Roméo et Juliette - William Shakespeare
Peu d'auteurs ont eu le génie d'élever leurs personnages au rang de mythes, comme Shakespeare y est parvenu avec Roméo et Juliette, raison pour laquelle tout le monde connait l'histoire des amants tragiques sans avoir jamis vu la pièce sur scène. C'était aussi mon cas jusqu'à hier soir. Mais Olivier Py, pour sa dernière année à la direction du Théâtre de l'Odéon, a décidé de s'attaquer au chef d'oeuvre du maître. Et il a fait les choses en grand puisque, non content d'assurer la mise en scène, il a aussi écrit une nouvelle traduction. Et quelle traduction ! Ce texte nous rend toutes les facettes de la langue shakespearienne : sublime, certes, mais aussi triviale et salace. Même parti pris de respect de l'esprit du théâtre élizabéthain dans le choix de la distribution puisque la plupart des rôles féminins (à l'exception de Juliette et de sa nourrice) sont tenus par des hommes, et dans le choix minimaliste des décors, composés de blocs de bois qui se déplacent au gré de l'action pour figurer une salle de bal ou une chambre à coucher, un balcon ou un tombeau.
Je ne vous ferai pas l'injure de vous rappeler l'histoire. Sachez seulement que la pièce s'ouvre sur une scène de bagarre qui illustre ce que nous appellerions aujourd'hui une guerre de gangs, avec des jeunes gens en vêtements modernes (blousons de cuir, pantalons de treillis, costume noir) qui s'affrontent violemment parce que les uns sont des Capulet et les autres des Montaigu... Et la dernière scène nous présente les survivants du drame, réunis comme un choeur de tragédie antique, se couvrant le tête de cendres pour déplorer cette querelle absurde et meurtrière et y mettre un terme. Entre ces deux scènes : trois heures et demie de plaisir absolu, qui nous font passer de la comédie romantique à la tragédie la plus noire, trois heures et demie pendant lesquelles on ne s'ennuie pas une minute, en compagnie d'un Roméo mélancolique et d'une Juliette effrontée qui s'aiment comme s'aiment les adolescents, avec d'autant plus d'ardeur que leurs parents s'y opposent.

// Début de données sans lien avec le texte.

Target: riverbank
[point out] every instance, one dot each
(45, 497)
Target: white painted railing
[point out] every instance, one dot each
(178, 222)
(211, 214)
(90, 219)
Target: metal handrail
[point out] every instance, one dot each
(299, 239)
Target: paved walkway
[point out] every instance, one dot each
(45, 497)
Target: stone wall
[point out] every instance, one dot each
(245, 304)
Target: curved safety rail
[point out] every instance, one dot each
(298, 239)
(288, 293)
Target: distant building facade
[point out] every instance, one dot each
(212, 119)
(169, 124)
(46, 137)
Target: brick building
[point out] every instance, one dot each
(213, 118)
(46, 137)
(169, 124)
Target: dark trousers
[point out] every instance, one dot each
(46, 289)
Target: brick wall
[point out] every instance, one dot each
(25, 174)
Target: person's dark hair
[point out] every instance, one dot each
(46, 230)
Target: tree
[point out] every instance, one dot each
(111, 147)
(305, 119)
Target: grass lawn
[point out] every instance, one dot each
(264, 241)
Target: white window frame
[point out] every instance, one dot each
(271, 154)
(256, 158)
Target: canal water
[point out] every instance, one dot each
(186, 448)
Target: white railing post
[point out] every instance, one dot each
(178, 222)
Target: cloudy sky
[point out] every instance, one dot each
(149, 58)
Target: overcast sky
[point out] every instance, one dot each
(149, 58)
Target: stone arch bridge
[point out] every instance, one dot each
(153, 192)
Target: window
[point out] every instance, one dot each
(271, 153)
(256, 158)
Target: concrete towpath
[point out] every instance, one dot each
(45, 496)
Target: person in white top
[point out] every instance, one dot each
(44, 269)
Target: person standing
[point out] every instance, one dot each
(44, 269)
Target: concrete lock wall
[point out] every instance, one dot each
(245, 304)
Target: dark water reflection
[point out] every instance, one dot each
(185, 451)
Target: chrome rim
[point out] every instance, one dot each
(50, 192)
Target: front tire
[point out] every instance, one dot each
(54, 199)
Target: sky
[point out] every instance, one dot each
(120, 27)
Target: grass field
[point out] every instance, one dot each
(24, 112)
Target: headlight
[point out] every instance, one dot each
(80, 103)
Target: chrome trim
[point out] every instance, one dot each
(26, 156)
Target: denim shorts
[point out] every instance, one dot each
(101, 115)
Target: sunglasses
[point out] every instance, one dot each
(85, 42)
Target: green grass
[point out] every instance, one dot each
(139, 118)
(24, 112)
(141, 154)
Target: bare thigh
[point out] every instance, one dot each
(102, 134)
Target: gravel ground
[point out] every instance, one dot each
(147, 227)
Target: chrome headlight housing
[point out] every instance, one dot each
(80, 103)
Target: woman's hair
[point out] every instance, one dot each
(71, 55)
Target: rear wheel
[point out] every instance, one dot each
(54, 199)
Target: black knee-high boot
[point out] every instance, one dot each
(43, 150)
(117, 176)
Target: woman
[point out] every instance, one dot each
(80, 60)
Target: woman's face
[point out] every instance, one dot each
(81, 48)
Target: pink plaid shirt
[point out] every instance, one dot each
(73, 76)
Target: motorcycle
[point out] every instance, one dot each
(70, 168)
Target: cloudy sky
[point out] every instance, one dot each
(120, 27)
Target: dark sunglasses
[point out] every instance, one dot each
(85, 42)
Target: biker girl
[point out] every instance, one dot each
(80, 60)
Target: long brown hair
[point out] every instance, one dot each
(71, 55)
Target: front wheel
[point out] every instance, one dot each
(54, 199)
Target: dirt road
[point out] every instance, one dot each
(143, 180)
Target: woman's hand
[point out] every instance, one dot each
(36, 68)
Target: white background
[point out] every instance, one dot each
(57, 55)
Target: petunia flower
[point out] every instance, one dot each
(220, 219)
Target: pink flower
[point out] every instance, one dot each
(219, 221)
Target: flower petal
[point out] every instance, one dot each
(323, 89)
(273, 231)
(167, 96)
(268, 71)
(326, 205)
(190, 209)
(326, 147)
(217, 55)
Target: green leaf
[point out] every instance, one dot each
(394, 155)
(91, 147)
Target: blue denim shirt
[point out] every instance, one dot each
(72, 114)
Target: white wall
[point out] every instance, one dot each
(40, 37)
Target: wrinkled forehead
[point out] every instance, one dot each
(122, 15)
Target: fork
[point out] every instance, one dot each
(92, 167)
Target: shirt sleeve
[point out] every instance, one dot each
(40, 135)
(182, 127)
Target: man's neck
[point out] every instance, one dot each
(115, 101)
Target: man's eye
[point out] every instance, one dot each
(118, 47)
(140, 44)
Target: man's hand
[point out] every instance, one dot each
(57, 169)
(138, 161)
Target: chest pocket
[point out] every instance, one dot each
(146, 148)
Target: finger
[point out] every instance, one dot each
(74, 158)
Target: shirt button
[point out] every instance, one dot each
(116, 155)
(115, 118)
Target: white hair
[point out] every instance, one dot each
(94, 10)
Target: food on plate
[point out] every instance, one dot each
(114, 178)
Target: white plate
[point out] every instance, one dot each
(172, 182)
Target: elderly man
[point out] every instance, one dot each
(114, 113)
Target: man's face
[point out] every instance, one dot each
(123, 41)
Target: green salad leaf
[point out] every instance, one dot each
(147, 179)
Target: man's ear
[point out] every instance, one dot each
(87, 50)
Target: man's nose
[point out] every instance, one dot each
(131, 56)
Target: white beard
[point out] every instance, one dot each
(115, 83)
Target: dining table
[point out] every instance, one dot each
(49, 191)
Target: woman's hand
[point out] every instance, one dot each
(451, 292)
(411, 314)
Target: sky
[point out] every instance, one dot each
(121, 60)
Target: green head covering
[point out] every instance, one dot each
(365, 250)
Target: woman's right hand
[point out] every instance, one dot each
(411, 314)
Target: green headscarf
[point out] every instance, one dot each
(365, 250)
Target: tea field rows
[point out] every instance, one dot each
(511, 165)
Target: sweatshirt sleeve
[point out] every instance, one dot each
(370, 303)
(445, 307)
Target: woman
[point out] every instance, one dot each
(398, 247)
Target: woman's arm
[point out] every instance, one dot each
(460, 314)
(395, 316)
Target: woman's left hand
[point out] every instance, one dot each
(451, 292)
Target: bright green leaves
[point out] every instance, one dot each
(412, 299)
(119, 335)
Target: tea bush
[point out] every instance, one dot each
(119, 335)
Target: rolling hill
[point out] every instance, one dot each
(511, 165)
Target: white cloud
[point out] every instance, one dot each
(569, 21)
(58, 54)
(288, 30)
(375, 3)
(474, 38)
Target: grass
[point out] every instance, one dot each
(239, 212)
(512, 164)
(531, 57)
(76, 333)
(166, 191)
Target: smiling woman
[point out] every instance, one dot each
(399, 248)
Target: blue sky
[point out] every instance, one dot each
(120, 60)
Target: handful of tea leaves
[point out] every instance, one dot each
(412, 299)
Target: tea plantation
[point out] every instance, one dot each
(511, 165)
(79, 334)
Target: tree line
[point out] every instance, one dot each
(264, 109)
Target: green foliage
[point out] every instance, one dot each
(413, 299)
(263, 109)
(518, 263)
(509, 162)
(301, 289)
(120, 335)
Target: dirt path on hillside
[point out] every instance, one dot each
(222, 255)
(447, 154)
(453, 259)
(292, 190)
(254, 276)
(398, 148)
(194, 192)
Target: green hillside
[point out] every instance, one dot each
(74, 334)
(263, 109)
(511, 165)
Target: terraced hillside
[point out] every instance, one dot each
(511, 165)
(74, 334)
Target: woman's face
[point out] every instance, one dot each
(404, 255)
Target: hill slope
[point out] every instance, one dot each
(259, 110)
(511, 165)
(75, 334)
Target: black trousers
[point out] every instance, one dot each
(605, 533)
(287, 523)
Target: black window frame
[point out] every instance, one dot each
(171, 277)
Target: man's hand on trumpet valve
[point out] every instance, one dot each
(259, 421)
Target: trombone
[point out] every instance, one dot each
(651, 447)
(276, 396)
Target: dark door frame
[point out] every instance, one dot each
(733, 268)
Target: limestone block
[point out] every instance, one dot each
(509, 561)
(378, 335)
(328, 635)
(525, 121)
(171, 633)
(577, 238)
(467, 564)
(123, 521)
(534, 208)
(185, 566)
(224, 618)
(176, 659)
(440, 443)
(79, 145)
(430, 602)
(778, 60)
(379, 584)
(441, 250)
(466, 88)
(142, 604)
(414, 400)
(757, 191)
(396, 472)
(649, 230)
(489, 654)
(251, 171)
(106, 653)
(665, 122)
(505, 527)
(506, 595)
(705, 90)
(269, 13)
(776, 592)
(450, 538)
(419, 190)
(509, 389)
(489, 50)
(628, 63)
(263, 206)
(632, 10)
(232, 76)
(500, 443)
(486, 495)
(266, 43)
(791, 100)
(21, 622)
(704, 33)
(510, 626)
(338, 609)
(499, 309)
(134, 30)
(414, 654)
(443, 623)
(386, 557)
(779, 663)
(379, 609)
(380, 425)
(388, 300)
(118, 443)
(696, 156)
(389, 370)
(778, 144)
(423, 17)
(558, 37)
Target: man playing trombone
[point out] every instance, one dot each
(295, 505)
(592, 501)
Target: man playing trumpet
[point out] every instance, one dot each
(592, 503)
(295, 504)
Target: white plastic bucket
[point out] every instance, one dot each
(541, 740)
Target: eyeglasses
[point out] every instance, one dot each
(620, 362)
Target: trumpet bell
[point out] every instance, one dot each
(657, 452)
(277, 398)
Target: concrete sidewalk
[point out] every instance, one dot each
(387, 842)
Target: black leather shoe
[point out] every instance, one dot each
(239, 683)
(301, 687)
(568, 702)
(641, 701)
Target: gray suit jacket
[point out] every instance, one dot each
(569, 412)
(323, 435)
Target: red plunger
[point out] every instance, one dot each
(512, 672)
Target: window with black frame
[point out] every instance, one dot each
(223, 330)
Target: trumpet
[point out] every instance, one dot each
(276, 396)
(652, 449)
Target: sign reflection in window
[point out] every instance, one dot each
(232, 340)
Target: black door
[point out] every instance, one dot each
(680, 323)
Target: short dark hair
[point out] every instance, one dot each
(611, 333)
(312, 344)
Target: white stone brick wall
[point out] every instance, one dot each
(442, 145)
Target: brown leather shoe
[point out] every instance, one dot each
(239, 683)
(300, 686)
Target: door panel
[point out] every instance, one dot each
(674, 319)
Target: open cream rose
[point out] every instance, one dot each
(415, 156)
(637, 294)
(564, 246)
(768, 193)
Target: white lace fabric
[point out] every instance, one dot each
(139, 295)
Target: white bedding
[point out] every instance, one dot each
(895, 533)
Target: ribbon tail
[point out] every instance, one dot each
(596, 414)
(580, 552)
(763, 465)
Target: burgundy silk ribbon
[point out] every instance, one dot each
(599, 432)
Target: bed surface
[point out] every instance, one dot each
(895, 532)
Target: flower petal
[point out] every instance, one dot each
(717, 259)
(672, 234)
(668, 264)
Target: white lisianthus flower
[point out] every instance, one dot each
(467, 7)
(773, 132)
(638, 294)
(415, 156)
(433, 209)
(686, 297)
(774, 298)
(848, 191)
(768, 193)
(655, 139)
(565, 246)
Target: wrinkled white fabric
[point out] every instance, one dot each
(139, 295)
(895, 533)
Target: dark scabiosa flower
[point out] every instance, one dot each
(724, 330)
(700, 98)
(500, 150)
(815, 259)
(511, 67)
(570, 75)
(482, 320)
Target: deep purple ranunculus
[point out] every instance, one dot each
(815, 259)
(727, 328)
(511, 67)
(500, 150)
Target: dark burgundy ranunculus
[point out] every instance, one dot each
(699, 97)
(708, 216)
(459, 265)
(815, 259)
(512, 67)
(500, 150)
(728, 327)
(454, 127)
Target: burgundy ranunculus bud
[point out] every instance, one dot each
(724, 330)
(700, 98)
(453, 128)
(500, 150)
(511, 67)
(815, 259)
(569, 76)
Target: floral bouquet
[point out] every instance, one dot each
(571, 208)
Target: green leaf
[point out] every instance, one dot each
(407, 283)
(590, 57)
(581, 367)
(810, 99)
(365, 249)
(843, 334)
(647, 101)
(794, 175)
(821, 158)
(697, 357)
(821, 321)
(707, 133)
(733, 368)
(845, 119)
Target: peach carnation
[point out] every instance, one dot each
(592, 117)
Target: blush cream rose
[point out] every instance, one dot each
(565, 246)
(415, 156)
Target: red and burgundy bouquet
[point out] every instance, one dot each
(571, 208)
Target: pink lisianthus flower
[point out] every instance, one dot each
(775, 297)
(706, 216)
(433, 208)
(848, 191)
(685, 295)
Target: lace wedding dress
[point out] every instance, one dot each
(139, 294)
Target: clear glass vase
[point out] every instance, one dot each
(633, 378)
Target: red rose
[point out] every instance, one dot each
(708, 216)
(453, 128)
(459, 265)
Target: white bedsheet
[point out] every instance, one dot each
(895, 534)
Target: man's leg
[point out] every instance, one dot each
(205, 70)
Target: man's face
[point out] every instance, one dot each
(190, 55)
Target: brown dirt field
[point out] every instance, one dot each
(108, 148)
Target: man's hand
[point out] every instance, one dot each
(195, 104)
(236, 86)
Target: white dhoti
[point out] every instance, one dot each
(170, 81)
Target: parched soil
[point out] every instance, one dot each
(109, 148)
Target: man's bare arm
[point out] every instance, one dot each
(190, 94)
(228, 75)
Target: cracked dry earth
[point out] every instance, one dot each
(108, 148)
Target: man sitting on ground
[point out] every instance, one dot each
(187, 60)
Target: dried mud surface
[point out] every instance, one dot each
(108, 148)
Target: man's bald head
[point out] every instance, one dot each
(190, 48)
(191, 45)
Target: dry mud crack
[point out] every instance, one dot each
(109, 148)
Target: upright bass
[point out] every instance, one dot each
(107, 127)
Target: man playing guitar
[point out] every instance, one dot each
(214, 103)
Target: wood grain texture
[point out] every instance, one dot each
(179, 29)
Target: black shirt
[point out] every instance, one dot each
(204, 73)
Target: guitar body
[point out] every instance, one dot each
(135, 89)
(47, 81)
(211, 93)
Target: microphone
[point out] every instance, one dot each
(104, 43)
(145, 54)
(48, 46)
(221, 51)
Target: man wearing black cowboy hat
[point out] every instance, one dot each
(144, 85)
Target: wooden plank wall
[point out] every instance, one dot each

J'étais si totalement prise par l'action que j'ai probablement dû bien agacer mes voisins avec mes soupirs et couinements divers, voire cris d'indignation (quand le père Capulet empoigne sa fille par les cheveux pour lui flanquer une correction parce qu'elle a le toupet de refuser le riche mari qu'il lui a choisi). Roméo est joué par un jeune acteur qui sort du conservatoire (Matthieu Dessertine) et qui est à la fois beau, sexy, enthousiaste, plein d'énergie, aussi juste dans le registre mélancolique, que passionné ou désespéré. J'ai eu un peu plus de mal à adhérer au personnage de Juliette (Camille Cobbi), beaucoup moins pure et virginale qu'on ne s'y attend d'une jeune fille de quatorze ans, mais que j'ai trouvée sublime dans le mode tragique. D'ailleurs tous les acteurs de ce spectacle sont magnifiques, même quand la mise en scène frôle le scabreux.
Mais, pour moi, le vrai héros d'une pièce de Shakespeare, reste l'auteur, que j'aime d'amour, now and forever.
Traduction, adaptation et mise en scène d'Olivier Py,
avec Matthieu Dessertine, Camille Cobbi, Olivier Balazuc, Quentin Faure, Philippe Girard, Frédéric Giroutru, Mireille Herbstmeyer, Benjamin Lavernhe.
Théatre de l'Odéon (Paris 6e) jusqu'au 29 octobre 2011, puis en tournée dans toute la France.